In both cases, the copy or the simulation (if accurate enough) would
claim to be you and act like you.  But in my opinion they would not
actually be the person copied or simulated.  It's a fine point to be
sure.  If the original were destroyed after copying, your friends
would not be aware of the instance being a copy.

> First, there are no agreed criteria of survival, so (a)
> cannot yet be answered with confidence. Current
> majority opinion means very little, but I suspect that
> most of us currently, confronted with death, would
> not be consoled by the assurance that somewhere,
> some time, in some segment of the putative
> multiverse-- present, past, or future--a high-fidelity
> copy of you (at your present phase of development)
> would exist.

I don't see this as coming up in the real world because the technology
up to the task of creating a duplicate would certainly be up to
repairing the original.  Now I can imagine such a situation, say you
were in a ship hopelessly falling into a black hole and had the
ability to make a molecular level scan and transmit it out of the
fatal gravity well for building a copy body and brain.  I think under
those dire circumstances most of us would take this route, even if the
scanning were destructive.

> Second, most writers seem to be determined to find
> a single criterion, or set of criteria, that would allow
> a yes-or-no answer, the copy is you or not. It seems
> to me a quantitative view is more realistic--a copy is
> you in the ways, and to the extent, that it shares your
> significant attributes. For example, your predecessors
> such as your infant self, and your successors or
> continuers or older selves, are partly you and partly
> other. And the question is not how you feel about this,
> but how you should feel--bearing in mind, among other
> things, that satisfaction or happiness is not always
> compatible with rationality. Going back at least to
> Socrates, a case can be made that it's better to be a
> contented cow than a troubled human.

I don't see the point of copies in a limited world, but if humans were
to embark on a tour of the galaxy ending in a Far Edge Party, they
would need to copy themselves many times (roughly 30 times) in order
to explore the 100 B stars in parallel.  (Might be more if brown
dwarfs are common and interesting.)  If people really did this
(something I now doubt), then the duplicates should be treated in all
respects as the same.  To prevent one from making a claim of being
"more original" than the other, the copy process might be rigged to
split the original material between the duplicates.
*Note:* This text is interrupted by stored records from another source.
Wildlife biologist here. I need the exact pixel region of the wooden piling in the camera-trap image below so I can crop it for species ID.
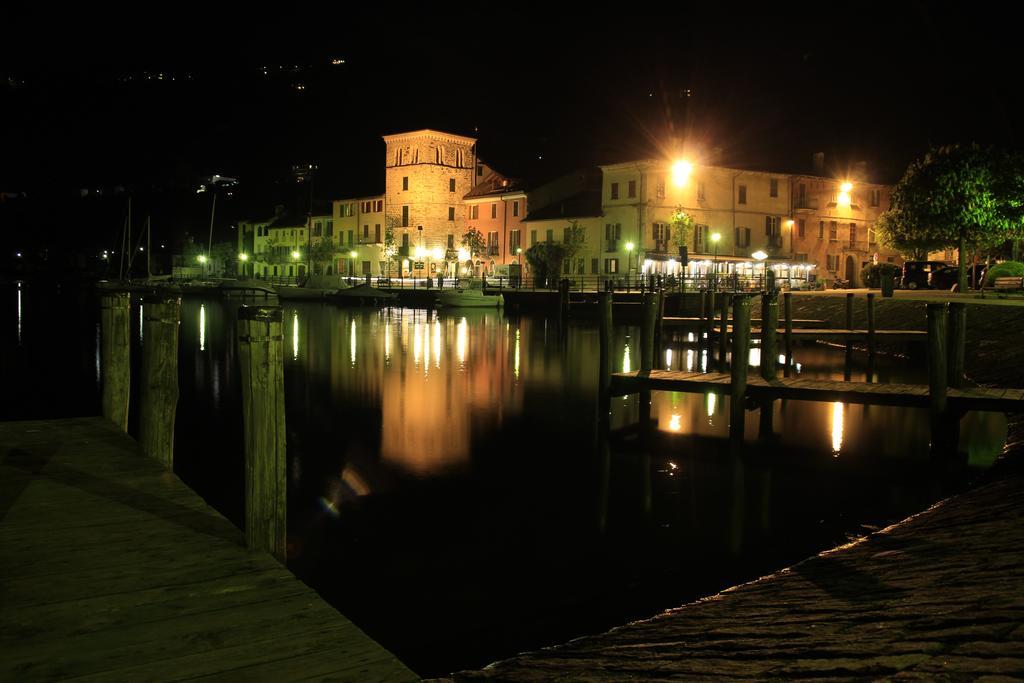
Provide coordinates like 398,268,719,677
238,306,288,562
867,292,878,362
640,292,657,373
597,292,611,404
706,290,718,335
761,292,778,380
99,292,131,432
782,292,793,377
697,289,708,331
718,293,729,373
138,296,181,470
843,293,853,382
729,294,751,441
654,289,665,354
558,278,569,323
928,303,959,456
947,302,967,389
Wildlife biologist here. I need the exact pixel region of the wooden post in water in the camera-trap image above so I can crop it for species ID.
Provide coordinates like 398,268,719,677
138,295,181,470
782,292,793,377
697,289,708,335
239,306,288,562
705,290,718,342
947,302,967,389
843,293,853,382
654,289,665,362
928,303,956,455
867,292,878,370
558,278,569,324
640,292,657,373
761,292,778,380
718,292,730,373
758,291,778,437
99,292,131,432
597,292,611,401
729,294,751,441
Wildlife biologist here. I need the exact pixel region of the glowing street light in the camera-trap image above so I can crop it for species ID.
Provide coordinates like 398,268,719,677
672,160,693,187
711,232,722,287
837,180,853,206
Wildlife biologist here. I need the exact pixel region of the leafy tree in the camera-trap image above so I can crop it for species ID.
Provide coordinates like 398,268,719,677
562,220,587,267
462,227,487,258
309,238,337,273
877,144,1024,291
672,207,695,248
525,242,565,287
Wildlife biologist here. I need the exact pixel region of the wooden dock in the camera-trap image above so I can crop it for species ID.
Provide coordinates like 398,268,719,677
665,325,928,342
610,370,1024,413
662,315,825,332
0,418,417,681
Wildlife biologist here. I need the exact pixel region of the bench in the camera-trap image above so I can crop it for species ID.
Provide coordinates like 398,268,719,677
994,276,1024,291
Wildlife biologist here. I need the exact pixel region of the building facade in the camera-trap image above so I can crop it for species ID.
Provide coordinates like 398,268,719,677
384,130,482,278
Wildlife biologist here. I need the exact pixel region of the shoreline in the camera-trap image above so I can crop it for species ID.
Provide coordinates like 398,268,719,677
449,296,1024,681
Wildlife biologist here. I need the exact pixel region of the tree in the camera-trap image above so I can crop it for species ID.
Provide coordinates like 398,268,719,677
672,207,694,253
309,238,337,273
562,220,587,271
526,242,565,287
462,227,487,258
876,144,1024,291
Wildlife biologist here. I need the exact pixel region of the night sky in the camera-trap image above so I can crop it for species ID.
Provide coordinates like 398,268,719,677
0,3,1024,259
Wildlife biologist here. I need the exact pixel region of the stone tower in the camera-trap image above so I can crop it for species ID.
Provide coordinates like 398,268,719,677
384,129,476,275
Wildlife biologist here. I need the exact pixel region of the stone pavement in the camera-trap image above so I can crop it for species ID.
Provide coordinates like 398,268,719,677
453,444,1024,681
452,297,1024,681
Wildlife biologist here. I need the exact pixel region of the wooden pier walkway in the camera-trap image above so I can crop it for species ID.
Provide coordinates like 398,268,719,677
0,418,417,681
665,325,928,343
610,370,1024,413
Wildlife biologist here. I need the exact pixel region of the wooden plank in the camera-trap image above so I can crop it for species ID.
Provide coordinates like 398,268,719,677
0,419,415,680
612,371,1024,412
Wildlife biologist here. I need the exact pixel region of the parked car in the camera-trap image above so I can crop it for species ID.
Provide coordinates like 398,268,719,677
929,264,986,290
900,261,946,290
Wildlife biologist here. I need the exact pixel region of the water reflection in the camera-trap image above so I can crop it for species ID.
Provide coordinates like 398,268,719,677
17,283,22,346
199,303,206,351
833,400,843,458
159,302,998,674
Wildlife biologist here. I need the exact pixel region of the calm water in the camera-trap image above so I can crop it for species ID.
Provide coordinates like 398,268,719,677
0,287,1006,675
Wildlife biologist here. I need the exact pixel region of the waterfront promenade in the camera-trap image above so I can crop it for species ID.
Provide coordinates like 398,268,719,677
452,293,1024,681
0,418,417,681
453,430,1024,681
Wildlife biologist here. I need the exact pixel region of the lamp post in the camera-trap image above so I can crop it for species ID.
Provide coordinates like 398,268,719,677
751,249,768,290
711,232,722,289
626,242,636,283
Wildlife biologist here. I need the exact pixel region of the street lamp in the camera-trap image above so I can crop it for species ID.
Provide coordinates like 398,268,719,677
751,249,768,289
711,232,722,288
672,160,693,187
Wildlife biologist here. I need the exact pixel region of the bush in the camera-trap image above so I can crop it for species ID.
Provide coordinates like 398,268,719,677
985,261,1024,285
860,263,898,289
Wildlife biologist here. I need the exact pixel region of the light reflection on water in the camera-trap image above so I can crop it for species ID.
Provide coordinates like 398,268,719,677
163,302,1005,675
3,282,1006,675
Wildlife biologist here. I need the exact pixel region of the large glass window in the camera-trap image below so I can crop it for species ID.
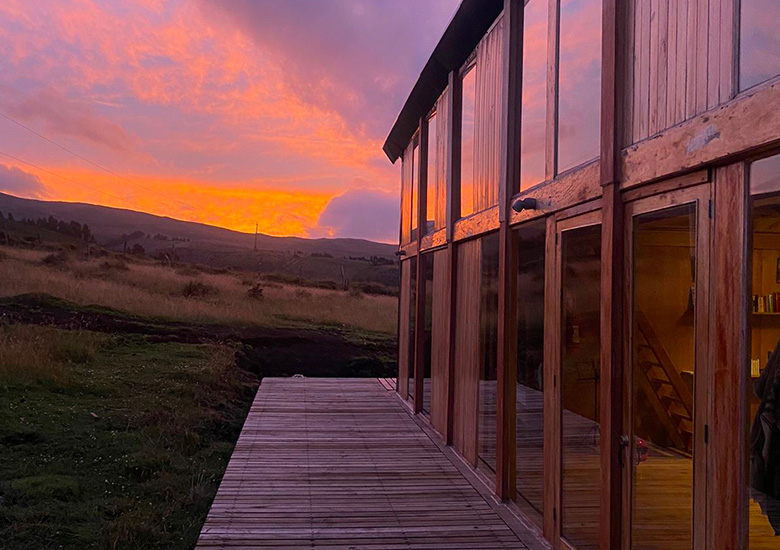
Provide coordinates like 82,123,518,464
631,203,698,550
558,0,601,172
516,221,546,513
520,0,549,190
424,113,441,234
477,233,498,471
460,66,477,217
561,225,601,549
406,256,417,402
746,156,780,550
739,0,780,90
420,253,434,416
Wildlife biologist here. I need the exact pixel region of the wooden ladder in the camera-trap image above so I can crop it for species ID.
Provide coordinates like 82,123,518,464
636,311,693,454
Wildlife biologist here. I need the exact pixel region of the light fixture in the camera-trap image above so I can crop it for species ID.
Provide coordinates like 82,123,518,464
512,197,537,212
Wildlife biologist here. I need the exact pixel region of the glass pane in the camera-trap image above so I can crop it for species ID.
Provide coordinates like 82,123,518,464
739,0,780,90
631,204,696,550
425,115,439,234
406,256,417,402
516,221,546,513
477,233,498,471
411,145,420,240
747,190,780,550
558,0,601,172
460,67,477,217
520,0,549,190
421,253,434,416
561,225,601,550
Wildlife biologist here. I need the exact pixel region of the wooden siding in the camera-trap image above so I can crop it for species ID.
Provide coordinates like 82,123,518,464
431,249,450,434
623,0,735,146
474,17,504,212
398,260,412,399
453,240,481,464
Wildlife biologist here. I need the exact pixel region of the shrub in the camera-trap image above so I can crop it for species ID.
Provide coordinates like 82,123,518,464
246,284,263,300
41,250,70,267
100,260,130,271
181,281,217,298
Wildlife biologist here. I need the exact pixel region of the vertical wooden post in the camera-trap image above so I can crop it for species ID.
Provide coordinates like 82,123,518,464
707,163,750,550
445,71,463,445
544,0,560,181
412,121,428,413
496,0,524,499
599,0,633,548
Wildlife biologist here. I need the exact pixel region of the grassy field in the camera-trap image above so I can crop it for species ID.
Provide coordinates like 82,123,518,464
0,325,257,550
0,246,398,335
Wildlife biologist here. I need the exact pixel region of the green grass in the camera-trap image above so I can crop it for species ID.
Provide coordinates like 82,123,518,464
0,327,257,550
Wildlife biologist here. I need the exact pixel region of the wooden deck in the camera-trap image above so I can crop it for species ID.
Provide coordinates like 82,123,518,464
197,378,542,550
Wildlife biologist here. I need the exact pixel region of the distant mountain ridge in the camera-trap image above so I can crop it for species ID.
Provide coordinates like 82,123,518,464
0,193,396,258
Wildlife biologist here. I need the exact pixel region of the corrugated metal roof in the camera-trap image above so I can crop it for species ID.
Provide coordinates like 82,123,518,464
382,0,504,162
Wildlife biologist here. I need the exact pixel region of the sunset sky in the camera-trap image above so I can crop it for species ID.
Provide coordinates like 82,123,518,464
0,0,458,242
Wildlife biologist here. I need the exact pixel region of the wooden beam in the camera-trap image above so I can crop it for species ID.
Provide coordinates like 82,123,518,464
621,80,780,188
708,163,751,550
445,71,463,241
496,0,525,500
411,118,428,413
599,183,625,548
544,0,560,181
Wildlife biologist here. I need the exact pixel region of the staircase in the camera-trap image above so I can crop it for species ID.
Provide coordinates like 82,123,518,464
635,311,693,454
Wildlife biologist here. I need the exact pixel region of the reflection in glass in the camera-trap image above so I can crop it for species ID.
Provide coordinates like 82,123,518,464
631,204,697,550
411,143,420,240
420,253,435,416
558,0,601,172
739,0,780,90
460,67,477,218
424,114,439,234
477,233,498,472
406,256,417,402
516,221,545,513
746,180,780,550
561,225,601,550
520,0,549,191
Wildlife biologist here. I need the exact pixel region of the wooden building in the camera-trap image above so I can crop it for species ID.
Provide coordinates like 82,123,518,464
384,0,780,550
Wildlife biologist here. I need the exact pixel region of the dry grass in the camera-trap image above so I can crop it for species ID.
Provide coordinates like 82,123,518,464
0,247,397,334
0,325,109,385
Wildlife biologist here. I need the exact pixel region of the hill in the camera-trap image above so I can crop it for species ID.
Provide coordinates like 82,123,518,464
0,193,398,286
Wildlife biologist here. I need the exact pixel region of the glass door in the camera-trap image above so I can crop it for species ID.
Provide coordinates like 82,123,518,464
621,185,710,550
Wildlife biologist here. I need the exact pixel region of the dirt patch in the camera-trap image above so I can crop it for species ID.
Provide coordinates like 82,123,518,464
0,294,396,377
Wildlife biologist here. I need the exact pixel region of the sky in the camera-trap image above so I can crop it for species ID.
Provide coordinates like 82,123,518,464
0,0,459,242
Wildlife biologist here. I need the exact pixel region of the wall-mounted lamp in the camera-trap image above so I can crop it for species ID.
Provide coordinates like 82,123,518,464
512,197,537,212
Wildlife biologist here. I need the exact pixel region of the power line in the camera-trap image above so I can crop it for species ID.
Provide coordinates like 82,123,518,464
0,112,197,210
0,151,132,205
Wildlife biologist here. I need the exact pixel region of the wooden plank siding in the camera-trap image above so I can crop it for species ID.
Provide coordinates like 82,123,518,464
452,239,481,465
196,378,540,550
622,0,736,147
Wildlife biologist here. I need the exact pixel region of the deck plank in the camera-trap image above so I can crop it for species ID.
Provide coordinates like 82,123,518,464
197,378,527,550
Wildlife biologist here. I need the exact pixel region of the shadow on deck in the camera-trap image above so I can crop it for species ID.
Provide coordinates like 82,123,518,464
197,378,543,550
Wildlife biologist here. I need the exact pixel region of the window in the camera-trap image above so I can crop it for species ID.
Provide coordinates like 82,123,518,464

> The second question, concerning a simulation in
> a digital computer, is easier, if we simply want to
> show that no perfect answers are yet available, because:
>
> First, a simulation (static or dynamic) is just a coded set of
> data which can be interpreted to describe relevant aspects
> of the original. Instead of a succession of computer states
> we could have pages in a book containing these data. Those
> who rely on isomorphism in space should also allow for it
> in time

A static simulation is not a useful simulation.  You could make a case
that the suspended are a static simulation.

> Second, a simulation necessarily uses the laws and
> constants of physics as currently guessed or estimated,
> and we know with high probability that some of these
> are flawed, with the importance of the errors not yet
> known.

In "The Clinic Seed" the controlling AI was talked into reducing the
gravity and making the inside of houses larger than the outside.

> Third, the anatomy/physiology of qualia is currently
> unknown. My suggestion is that a quale is a
> condition or phenomenon with extension in space
> and time--perhaps a standing wave in the brain--so
> that you (present) overlap (in space and time) your
> previous and later selves (which is not true of either
> organic copies or simulations). This suggestion also
> solves the homunculus problem, because a quale
> is not a representation of anything, but a thing-
> in-itself, the bottom line. You don't "have" qualia--
> you are your qualia.

Bob, I am generally with you on this, but in the story (and probably
possible in real life) the upload was only partial and temporary.
After spending a few weeks in this state and returning to the physical
world with memory of life in the "spirit world" would the person be a
different person than if they had stayed in the physical world?

Keith

PS.  Right now I think gaming is the most likely route humans will be
seduced out of the physical world, bodies maintained by "machines of
loving grace" until the bodies are forgotten.